Der Komponist, Arrangeur, Multiinstrumentalist und Dozent STEFFEN SCHORN hat mit „Camille Claudel – An Inner Opera“ ein Stück geschrieben, das durch ungewöhnliche Instrumentierung, ungewöhnliche Singstimme, emotionsgeladene Vielgestaltigkeit insgesamt hervorsticht.
Die Instrumente, die Multiinstrumentalist Steffen Schorn und sein Tentett einsetzen, ragen zum Teil beinahe 2 m hoch. Es sind Einzelanfertigungen, die Skulpturen gleichen. Schon deren pure Anwesenheit könnte auf die richtige Spur lenken: dass nämlich dieser Abend der Bildhauerin Camille Claudel gewidmet ist. Schorn, wie sein gegenüber Michael Heupel, blasen alsdann machtvolle Kontrabassflöten, die nicht nur, aber auch im Zusammenspiel mit der Bassklarinette der Rebecca Trescher, den Tenorsaxophonen von Julian Bossert und Stefan Karl Schmid wesentlich die Atem- und hauchsatte Stimmung dieses Abends vorgeben; Schorn dann mal auf Tubax, dem Zwitter wischen Sax und Tuba.
Trotz Übergewichts an (Flöten und) Tiefönen fehlt es an Unschärfe oder dickflüssiger Verklärung gänzlich, vielmehr eröffnet sich eine feingliedrige Topographie von auch extremen Seelenzuständen, durch die Camille Claudel Zeit ihres Lebens hindurch musste; Schorn nennt sein Stück „Camille Claudel – An Inner Opera“. Man führt diese Oper, die alle Überzeichnung, allen Pathos meidet, in zwei Sets von etwa je einer Stunde Länge auf.
Und produziert durchgehend einen Schwebezustand, als wäre man fern der Welt bereits, in einem jenseitigen Windkanal oder zumindest der Gravitationskraft enthoben.
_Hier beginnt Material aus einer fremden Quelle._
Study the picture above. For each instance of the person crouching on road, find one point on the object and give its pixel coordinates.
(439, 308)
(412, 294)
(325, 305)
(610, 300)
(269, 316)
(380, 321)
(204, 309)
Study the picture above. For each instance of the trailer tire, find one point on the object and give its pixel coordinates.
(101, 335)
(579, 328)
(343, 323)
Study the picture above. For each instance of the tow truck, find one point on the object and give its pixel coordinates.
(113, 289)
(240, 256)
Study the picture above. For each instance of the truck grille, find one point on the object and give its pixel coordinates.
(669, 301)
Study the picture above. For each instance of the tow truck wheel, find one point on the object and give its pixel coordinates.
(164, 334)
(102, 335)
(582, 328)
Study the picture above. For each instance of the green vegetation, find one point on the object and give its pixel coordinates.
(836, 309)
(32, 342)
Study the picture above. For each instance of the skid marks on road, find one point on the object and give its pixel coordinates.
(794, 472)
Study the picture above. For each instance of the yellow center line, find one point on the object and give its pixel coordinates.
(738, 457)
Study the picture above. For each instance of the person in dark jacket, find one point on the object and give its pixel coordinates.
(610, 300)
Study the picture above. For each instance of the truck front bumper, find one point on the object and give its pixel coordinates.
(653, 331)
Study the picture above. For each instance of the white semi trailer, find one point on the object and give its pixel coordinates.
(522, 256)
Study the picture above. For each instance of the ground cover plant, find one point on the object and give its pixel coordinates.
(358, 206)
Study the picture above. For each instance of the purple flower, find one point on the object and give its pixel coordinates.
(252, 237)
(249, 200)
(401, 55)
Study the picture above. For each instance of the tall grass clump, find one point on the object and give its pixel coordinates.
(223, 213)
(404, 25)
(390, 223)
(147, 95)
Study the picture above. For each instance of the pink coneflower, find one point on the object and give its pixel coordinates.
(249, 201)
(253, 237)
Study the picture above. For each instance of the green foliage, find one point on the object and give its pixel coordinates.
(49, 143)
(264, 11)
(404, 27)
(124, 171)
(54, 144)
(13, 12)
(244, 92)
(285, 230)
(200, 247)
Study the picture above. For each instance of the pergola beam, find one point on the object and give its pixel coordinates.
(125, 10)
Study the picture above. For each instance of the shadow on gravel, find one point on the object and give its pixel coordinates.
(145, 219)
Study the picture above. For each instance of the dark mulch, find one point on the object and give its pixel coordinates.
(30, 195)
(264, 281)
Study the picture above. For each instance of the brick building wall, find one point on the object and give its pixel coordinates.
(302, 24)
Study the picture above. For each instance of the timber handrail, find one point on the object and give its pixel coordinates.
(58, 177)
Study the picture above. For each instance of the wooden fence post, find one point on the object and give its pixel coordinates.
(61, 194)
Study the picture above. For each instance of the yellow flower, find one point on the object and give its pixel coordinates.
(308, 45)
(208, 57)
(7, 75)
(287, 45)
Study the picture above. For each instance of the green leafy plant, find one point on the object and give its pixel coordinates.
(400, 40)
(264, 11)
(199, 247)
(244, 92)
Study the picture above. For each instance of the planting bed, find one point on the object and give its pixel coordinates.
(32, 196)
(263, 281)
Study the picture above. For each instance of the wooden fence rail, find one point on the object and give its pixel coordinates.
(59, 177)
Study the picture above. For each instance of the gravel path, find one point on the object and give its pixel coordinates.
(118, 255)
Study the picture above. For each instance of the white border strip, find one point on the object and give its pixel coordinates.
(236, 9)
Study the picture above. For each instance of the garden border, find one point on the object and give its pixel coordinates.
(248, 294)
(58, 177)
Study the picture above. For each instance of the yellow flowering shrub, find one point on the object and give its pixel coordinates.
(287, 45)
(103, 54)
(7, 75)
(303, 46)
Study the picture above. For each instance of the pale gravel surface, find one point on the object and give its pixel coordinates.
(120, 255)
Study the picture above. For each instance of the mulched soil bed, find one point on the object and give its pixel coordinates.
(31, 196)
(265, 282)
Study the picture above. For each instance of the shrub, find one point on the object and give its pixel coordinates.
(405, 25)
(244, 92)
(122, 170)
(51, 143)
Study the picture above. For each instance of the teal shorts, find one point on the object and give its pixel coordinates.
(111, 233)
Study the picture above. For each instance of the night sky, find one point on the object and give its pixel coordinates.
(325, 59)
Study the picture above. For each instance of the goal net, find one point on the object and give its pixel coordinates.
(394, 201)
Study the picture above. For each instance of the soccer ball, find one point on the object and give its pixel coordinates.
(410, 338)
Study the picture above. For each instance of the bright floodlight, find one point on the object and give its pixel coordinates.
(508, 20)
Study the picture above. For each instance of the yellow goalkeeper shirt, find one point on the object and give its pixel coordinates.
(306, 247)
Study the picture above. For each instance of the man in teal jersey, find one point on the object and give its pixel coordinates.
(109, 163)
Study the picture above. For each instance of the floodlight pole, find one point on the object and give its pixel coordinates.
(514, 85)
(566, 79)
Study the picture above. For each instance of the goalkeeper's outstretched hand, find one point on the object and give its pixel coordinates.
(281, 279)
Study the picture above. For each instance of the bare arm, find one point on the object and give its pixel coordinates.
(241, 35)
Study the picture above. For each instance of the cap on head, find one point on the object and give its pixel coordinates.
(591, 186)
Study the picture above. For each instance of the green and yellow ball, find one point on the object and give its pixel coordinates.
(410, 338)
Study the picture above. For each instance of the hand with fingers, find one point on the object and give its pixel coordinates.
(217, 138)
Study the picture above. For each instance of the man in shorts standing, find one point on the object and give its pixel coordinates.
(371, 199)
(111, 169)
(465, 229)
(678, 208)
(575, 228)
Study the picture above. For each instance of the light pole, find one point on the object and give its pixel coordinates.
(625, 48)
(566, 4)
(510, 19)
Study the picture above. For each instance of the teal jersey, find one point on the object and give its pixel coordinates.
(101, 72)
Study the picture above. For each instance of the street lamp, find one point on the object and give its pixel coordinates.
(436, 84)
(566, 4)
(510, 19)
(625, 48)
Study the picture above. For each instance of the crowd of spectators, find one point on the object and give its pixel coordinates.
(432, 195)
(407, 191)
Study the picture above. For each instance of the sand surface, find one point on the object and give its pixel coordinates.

Dass der Abend nicht nur hörenswert ist wegen der überaus abwechslungsreichen, hoch einfühlsamen und hoch originellen Arrangements von Schorn für gleich sieben Bläser – unter ihnen auch (viel am Altsaxophon) Roger Hanschel, für einen Harfenisten (Anton Mangold), einen Pianisten und Keyboarder (Johannes Billich) – , sonder zusätzliche Weite erfährt, liegt an der Sängerin Ruth Wilhelmine Meyer, die Schorn in Norwegen kennenlernte. Sie tritt an Stoff und Musik gleichermaßen entrückt wie beteiligend heran und kommt doch – in jener doch dramatischen Lebensgeschichte – ohne jegliches vordergründige Drama aus. Meyer ist eine Archaikerin vor dem Herrn. Ihr Gesang entstammt Sprachanfängen, wo Dinge noch umfassend ertastet zu werden hatten, noch nicht aus Sprachton geformt wurden – wortlos, mit Klicklauten, fragenden Atemstößen verwickelt sie sich und uns in eine fundamentale Konversation über nichts Bestimmtes und alles Bestimmende. Dabei erhebt Meyer nicht mal ihre Stimme. Ihre Zwiesprachen in den verwinkelten wie losen Duetten mit Bassflöte oder die Monologe über den Tubarhythmen des Lars Andreas Haug oder einer Basis aus mehreren Harmonikas zählen zu den Höhepunkten. Meyer macht endgültig, dass der Abend aus suchenden wie überaus straffen Tentett-Aktionen lange vorhält.